Certo è, che agli occhi di un
visitatore esterno, questo popolo appare come è rimasto alle origini.
Questi si sente come, un avventuriero, quasi un esploratore sulle tracce
del famoso David Livingstone scopritore delle cascate Vittoria. Il
turista medio ha infatti la presunzione, al rientro dal viaggio, di
essere riuscito a cogliere da alcuni frammenti di vita un intero mondo,
sconosciuto alla sua realtà quotidiana. Considerato che tutto è
organizzato per favorire questa percezione, è chiaro che ci troviamo di
fronte a un’evidente e inconsapevole alterazione della realtà.
In
Botswana convivono varie discendenze culturali, ognuna delle quali con
caratteristiche proprie. Non dobbiamo dimenticare che un tempo i
“padroni di casa” erano i boscimani, oggi considerati ospiti
indesiderati.
Per quale ragione? Forse perché troppo primitivi, rispetto alla cosiddetta “società civile”?
In effetti le differenze ci sono e sono anche evidenti; preso atto di
ciò è proprio l’elemento della spiccata diversità, il punto da cui
iniziare un percorso di tutela e valorizzazione.
Oggi la
concentrazione maggiore di Boscimani è in Botswana e Namibia. Questo
popolo ha un forte richiamo sui turisti che decidono di recarsi in
queste aree. Infatti gli operatori e le guide turistiche includono nei
loro programmi di viaggio le visite alle Riserve e l’incontro con i
cacciatori - raccoglitori in uno dei piccoli villaggi.
All’interno
di queste comunità il boscimane non conduce una vita dedita alla caccia e
alla raccolta, ma è a disposizione dei numerosi turisti che, armati di
macchine fotografiche e videocamere, immortalano ogni momento vissuto
nel villaggio. Le gesta, le danze, la preparazione degli strumenti per
la caccia, sono tutte azioni accuratamente studiate per
l’intrattenimento.
L’uomo occidentale, è consapevole del fatto che
questa diversità permette al governo locale di trarre un profitto
economico. La spirale che si innesca è presto spiegata; il boscimane,
oramai emarginato si trova nell’esigenza di ricorrere a mezzi diversi da
quelli che gli sono propri, per potersi sostentare, mentre l’europeo
che invece, possiede il potere economico, monetizza, la cultura di
questo popolo, riducendola a mero spettacolo e pensa con la sua presenza
di contribuire a migliorare le condizioni di vita di questo popolo.

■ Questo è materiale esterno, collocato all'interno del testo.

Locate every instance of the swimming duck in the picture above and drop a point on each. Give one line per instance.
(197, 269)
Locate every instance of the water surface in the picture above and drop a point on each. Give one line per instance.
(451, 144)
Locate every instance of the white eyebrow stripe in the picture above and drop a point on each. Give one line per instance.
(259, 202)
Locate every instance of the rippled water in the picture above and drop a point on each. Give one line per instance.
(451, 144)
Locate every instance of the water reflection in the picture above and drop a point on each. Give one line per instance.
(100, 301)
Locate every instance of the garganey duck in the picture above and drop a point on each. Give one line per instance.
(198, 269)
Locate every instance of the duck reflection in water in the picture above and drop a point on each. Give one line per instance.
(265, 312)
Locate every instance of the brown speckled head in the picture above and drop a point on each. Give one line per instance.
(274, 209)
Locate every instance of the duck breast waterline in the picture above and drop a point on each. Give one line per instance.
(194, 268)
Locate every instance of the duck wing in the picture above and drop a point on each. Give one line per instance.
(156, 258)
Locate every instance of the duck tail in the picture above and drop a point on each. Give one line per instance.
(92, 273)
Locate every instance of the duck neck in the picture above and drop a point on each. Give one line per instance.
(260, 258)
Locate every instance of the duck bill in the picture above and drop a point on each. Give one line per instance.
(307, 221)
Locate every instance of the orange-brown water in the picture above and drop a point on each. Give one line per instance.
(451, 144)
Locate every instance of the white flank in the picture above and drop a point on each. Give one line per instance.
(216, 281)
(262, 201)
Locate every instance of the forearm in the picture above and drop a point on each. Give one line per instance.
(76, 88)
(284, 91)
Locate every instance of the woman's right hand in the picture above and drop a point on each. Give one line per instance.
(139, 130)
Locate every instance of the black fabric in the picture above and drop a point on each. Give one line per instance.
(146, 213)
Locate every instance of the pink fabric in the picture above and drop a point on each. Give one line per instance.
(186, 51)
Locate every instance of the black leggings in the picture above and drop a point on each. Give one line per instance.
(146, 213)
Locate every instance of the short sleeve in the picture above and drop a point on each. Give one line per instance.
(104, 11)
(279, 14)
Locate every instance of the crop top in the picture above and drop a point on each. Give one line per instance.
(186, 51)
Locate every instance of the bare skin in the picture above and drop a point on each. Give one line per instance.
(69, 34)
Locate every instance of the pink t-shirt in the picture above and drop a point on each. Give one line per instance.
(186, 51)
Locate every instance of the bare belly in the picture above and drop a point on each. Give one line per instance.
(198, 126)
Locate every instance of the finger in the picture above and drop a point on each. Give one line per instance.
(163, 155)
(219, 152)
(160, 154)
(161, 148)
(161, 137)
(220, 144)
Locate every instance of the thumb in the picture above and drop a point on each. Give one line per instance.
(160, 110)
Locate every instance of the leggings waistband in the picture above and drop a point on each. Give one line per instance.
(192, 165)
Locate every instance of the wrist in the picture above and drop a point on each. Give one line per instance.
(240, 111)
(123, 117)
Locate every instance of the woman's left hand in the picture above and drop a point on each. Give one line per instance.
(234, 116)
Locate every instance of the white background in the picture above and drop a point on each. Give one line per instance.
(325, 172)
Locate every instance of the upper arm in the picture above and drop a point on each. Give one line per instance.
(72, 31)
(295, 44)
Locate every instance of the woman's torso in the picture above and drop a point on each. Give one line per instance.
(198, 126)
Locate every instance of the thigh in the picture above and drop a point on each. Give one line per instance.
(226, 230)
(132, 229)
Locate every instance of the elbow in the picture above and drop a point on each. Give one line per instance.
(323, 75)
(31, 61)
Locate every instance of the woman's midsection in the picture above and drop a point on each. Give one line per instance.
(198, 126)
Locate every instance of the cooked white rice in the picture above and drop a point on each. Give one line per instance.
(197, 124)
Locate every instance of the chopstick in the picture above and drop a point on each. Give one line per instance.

Se il risultato di millenni di tradizioni è questo, ritengo che questo
popolo stia già effettivamente scomparendo. Ma fortunatamente esistono
ancora piccoli gruppi che si sottraggono a questa perversa spirale e
continuano il loro percorso “primitivo”, mantenendo per quanto possibile
inalterata la loro cultura.
Ritengo inoltre che il futuro degli
uomini della boscaglia, dipenda da alcuni elementi quali le politiche
conservative, la società intesa come una grande cooperazione e il
turismo ecosostenibile.
Le politiche volte allo sviluppo economico
devono necessariamente tenere in considerazione le politiche di
conservazione perché il futuro di una società è inscindibile dalla
storia della società stessa.
Va fatto notare, che la politica
intrapresa dal governo, per esempio nel caso del Botswana, è tutt’altro
che proiettata verso un lavoro di conservazione; infatti dalla seconda
metà del ventesimo secolo, i boscimani si sono dovuti scontrare con
azioni che miravano soprattutto allo sfruttamento delle miniere di
diamanti situate in un’area destinata esclusivamente a loro e al loro
habitat, all’interno del Central Kalahari Game Reserve.
Gli
sfollamenti forzati a cui sono stati sottoposti e le lotte intraprese
per riappropriarsi della propria terra, hanno ulteriormente indebolito
una cultura già fragile.
Certo che se la società fosse intesa come
una grande struttura di cooperazione solidale tra individui, sicuramente
le minoranze risulterebbero più tutelate. Purtroppo così non è.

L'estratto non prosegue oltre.